The Finance Ministry’s weekly local bond placement
held on Feb. 27 raised UAH 990 mln after UAH 1.2 bln attracted last week. The
government placed 3M, 6M, 9M, and 5Y bonds, accepting 14 out of 22 bids. The
interest rate for 3M bonds, accounting for more than half of auction receipts,
has not changed for the last three weekly auctions, staying at 16.00%. The rate
for 6M bonds inched up to 16.40% from 16.37% one week ago. 9M bonds were placed
at 16.50%, unchanged from the previous placement two weeks ago.
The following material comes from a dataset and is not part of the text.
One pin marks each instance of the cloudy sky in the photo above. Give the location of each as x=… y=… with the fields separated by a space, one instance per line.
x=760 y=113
Four auction
participants bought 5Y bonds for UAH 287.8 mln at an interest rate of 15.79%,
while last month’s placement brought UAH 741.3 mln at an interest rate of
15.80%.
Evgeniya Akhtyrko: Demand for
local bonds continues to drop ahead of a possible hike in key policy rate by
the National Bank of Ukraine (NBU) on March 1. It is very likely that the NBU
will hike the rate by 0.5-1.0pp (from 16.0% currently) amid high inflation and
uncertainty surrounding the next loan tranche under the IMF EFF
program.
A possible hike in the NBU’s key policy rate will
push the interest rates of local bonds higher as the yields on MinFin bonds
should stay competitive with the interest rate of the NBU’s deposit
certificates, which is tied to the key policy rate.